Benah ESG, Kunci Nikel Indonesia Kuasai Pasar Global
Indonesia harus segera meningkatkan standar ESG industri nikel agar tetap kompetitif di pasar global yang semakin ketat dan ramah lingkungan, sekaligus mendorong pasar domestik.

Presiden Prabowo Subianto memiliki ambisi besar menjadikan Indonesia pemain utama rantai pasok kendaraan listrik (EV) dunia. Langkah percepatan hilirisasi nikel dan peningkatan investasi di sektor ini menjadi strategi kunci. Namun, penurunan harga nikel, pergeseran teknologi baterai, dan praktik lingkungan yang buruk di beberapa smelter menimbulkan tantangan besar.
Meskipun investasi di hilirisasi nikel meningkat pesat sejak larangan ekspor bijih nikel diberlakukan, hal ini justru menyebabkan kelebihan pasokan di pasar global. Akibatnya, harga nikel turun drastis, dari rata-rata US$25.000 per ton pada 2022 menjadi sekitar US$16.000 saat ini. Situasi ini diperparah dengan perkembangan teknologi baterai LFP yang tidak membutuhkan nikel, sehingga permintaan nikel global berpotensi menurun.
Dominasi perusahaan China dalam industri nikel Indonesia juga menjadi perhatian. Sebagian besar smelter masih menggunakan PLTU batu bara, yang menghasilkan emisi karbon tinggi. Hal ini bertolak belakang dengan tren global yang semakin ketat terhadap standar Environmental, Social, Governance (ESG), terutama dari Uni Eropa dengan kebijakan CBAM dan EU Battery Regulation. Minimnya infrastruktur pengisian daya dan insentif yang kurang agresif juga menyebabkan lemahnya pasar domestik untuk EV di Indonesia.
Meningkatkan Standar ESG untuk Daya Saing Global
Untuk mengatasi tantangan tersebut, Indonesia perlu mengambil langkah cepat dan strategis. Pertama, harmonisasi standar ESG domestik dengan regulasi internasional sangat penting. Pengalaman dengan standar ISPO pada kelapa sawit menunjukkan bahwa standar domestik yang tidak selaras dengan standar global sulit diterima pasar internasional. Oleh karena itu, aspek transparansi dan keterlibatan pemangku kepentingan harus menjadi prioritas.
Kedua, pengembangan teknologi dan inovasi dalam hilirisasi nikel sangat krusial. Indonesia harus meningkatkan kapasitasnya, tidak hanya sebagai pemasok bahan baku, tetapi juga sebagai produsen produk hilir dengan nilai tambah yang lebih tinggi. Investasi dalam riset dan pengembangan, serta penggunaan energi hijau dalam proses produksi, perlu ditingkatkan.

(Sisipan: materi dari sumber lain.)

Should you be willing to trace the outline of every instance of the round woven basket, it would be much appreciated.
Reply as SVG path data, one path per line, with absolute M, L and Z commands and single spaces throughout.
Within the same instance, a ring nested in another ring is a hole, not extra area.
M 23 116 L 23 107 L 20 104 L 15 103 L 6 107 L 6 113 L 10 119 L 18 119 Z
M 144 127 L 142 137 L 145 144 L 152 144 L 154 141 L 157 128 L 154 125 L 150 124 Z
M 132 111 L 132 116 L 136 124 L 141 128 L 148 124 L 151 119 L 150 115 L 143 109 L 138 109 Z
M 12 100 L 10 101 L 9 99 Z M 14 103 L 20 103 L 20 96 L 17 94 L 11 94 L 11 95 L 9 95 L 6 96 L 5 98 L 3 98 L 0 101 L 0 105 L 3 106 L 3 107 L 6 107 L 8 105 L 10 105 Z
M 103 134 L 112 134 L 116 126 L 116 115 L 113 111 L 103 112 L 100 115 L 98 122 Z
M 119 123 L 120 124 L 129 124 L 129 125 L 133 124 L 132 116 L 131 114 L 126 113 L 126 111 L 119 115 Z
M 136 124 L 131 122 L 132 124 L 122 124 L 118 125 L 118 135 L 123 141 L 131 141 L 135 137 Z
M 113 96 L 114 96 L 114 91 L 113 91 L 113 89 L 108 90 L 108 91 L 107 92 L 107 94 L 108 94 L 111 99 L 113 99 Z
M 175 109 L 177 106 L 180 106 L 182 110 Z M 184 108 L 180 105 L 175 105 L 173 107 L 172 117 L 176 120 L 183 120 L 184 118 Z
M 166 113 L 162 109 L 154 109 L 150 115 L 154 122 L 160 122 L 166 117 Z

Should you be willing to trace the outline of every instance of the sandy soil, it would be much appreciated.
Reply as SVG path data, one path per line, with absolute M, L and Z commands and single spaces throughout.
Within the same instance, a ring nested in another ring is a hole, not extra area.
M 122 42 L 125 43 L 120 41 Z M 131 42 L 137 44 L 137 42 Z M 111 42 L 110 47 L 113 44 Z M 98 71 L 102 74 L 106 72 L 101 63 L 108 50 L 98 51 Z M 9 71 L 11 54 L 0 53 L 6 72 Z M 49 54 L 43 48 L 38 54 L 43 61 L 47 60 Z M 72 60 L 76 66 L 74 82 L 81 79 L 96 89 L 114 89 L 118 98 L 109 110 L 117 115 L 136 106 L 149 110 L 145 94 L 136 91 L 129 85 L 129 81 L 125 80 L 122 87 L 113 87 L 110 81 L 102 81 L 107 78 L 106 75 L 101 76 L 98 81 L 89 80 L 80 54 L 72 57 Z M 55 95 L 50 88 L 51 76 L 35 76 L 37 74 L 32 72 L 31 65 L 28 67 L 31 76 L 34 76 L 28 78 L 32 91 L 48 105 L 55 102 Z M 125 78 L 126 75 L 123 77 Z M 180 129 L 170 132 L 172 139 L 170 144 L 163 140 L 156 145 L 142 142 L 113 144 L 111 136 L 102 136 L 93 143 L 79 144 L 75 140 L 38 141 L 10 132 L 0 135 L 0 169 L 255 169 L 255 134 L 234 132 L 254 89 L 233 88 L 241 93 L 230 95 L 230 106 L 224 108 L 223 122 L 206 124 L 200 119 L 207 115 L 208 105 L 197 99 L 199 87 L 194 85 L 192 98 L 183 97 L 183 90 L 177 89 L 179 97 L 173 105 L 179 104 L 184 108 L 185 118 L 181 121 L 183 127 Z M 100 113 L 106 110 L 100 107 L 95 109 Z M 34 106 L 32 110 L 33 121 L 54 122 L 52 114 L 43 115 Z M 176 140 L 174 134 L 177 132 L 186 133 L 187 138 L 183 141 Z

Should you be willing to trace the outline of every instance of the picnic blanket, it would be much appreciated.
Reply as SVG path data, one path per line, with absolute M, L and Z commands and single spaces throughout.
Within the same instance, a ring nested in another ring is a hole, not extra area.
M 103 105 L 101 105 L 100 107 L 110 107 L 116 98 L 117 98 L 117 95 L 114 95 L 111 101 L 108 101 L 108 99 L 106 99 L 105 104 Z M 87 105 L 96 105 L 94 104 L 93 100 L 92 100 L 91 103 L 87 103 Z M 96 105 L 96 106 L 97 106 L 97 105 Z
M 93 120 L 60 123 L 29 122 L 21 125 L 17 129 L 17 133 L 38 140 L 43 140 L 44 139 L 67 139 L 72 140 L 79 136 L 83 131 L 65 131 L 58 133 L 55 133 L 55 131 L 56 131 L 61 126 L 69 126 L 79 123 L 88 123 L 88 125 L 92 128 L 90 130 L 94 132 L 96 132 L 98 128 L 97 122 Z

Ketiga, penguatan pasar domestik menjadi kunci keberhasilan. Pemerintah perlu memberikan insentif yang lebih agresif untuk mendorong adopsi EV di Indonesia. Pengembangan infrastruktur pengisian daya yang merata dan strategis, terutama di luar Pulau Jawa dan kota-kota besar, juga sangat penting. Saat ini, rasio SPKLU dengan kendaraan listrik masih sangat rendah (1:21).
Tantangan dan Peluang di Masa Depan
Penurunan harga nikel dan pergeseran teknologi baterai menimbulkan kekhawatiran akan masa depan industri nikel Indonesia. Namun, dengan strategi yang tepat, Indonesia masih memiliki peluang untuk menjadi pemain utama di pasar global. Komitmen terhadap standar ESG yang kredibel, investasi dalam inovasi teknologi, dan penguatan pasar domestik merupakan kunci keberhasilan.

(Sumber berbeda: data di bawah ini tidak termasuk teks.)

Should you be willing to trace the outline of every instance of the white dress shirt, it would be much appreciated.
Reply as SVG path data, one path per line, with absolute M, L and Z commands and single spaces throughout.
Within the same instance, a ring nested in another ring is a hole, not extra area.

Jika Indonesia gagal beradaptasi dengan cepat, negara ini hanya akan menjadi penyuplai bahan mentah murah tanpa kendali atas rantai pasok global. Oleh karena itu, pemerintah perlu mengambil langkah-langkah konkret dan konsisten untuk memastikan keberlanjutan dan daya saing industri nikel Indonesia di masa depan.
Pemerintah harus mengubah pendekatan dari sekadar hilirisasi menjadi strategi jangka panjang yang mengutamakan keberlanjutan dan daya saing global. Sinergi kebijakan hulu-hilir dan komitmen terhadap standar ESG internasional sangat penting untuk mewujudkan ambisi Indonesia menjadi pusat manufaktur EV dunia. Waktu tidak banyak, Indonesia harus segera bertindak.
*) Al Ayubi adalah Policy Strategist di Yayasan Indonesia Cerah (CERAH). Lulus sebagai Master Ilmu Politik di Universitas Indonesia, Ayubi berfokus pada riset dan advokasi seputar transisi energi dan tata kelola mineral kritis.